Qui est vraiment Jorge Bergoglio  ? L’archevêque conservateur de Buenos Aires ou le pape dont tout le monde espère une plus grande ouverture de l’Eglise  ? Du reste, ouvert, François l’est-il autant qu’on le dit  ? Au porte-parole de la conférence épiscopale chilienne lui faisant part, en mai, de la consternation de la population d’Osorno, dans le sud du Chili, face à la désignation comme évêque d’un homme accusé de couvrir un prêtre pédophile, il a répondu  : « Ce sont les gauchistes qui ont tout inventé  », un terme très violent dans un pays dont les opposants de gauche ont été persécutés pendant les années de dictature d’Augusto Pinochet (1973-1990).

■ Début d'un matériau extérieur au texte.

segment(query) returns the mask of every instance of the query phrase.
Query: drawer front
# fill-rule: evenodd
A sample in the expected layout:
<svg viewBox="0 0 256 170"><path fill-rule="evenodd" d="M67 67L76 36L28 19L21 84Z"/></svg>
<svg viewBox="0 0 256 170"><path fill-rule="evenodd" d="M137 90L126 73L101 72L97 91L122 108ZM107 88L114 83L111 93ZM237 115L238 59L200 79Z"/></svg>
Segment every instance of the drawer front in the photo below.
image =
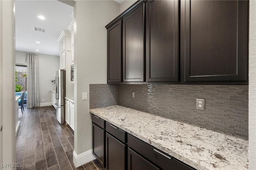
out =
<svg viewBox="0 0 256 170"><path fill-rule="evenodd" d="M66 104L69 106L70 102L69 100L66 100Z"/></svg>
<svg viewBox="0 0 256 170"><path fill-rule="evenodd" d="M154 162L163 170L194 169L130 134L128 135L127 140L128 147ZM173 166L176 166L176 168L173 168Z"/></svg>
<svg viewBox="0 0 256 170"><path fill-rule="evenodd" d="M93 114L92 114L92 121L102 128L105 129L105 121Z"/></svg>
<svg viewBox="0 0 256 170"><path fill-rule="evenodd" d="M106 122L106 130L123 143L126 142L126 132Z"/></svg>
<svg viewBox="0 0 256 170"><path fill-rule="evenodd" d="M71 102L69 102L69 106L70 107L71 107L73 108L73 109L75 108L75 106L74 106L74 104L73 104L73 103L72 103Z"/></svg>

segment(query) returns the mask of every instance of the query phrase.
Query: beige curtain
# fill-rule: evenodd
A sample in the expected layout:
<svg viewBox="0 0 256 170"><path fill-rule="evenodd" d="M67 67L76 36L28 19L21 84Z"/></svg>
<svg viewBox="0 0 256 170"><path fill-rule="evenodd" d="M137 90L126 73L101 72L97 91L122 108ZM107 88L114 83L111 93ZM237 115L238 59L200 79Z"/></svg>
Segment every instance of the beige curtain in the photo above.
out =
<svg viewBox="0 0 256 170"><path fill-rule="evenodd" d="M38 57L28 55L27 107L32 108L40 106L38 78Z"/></svg>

« C’est très difficile de savoir ce qu’il pense vraiment. Il ne donne jamais l’impression de mentir, mais il est impénétrable  », considère José Maria Poirier. Qui lui donnerait volontiers l’absolution sans confession  : « Qui auriez-vous tendance à croire  ? Un Bergoglio qui parle sous la censure  ? Ou un François qui n’a plus personne au-dessus de lui  ? » A part Dieu, bien sûr.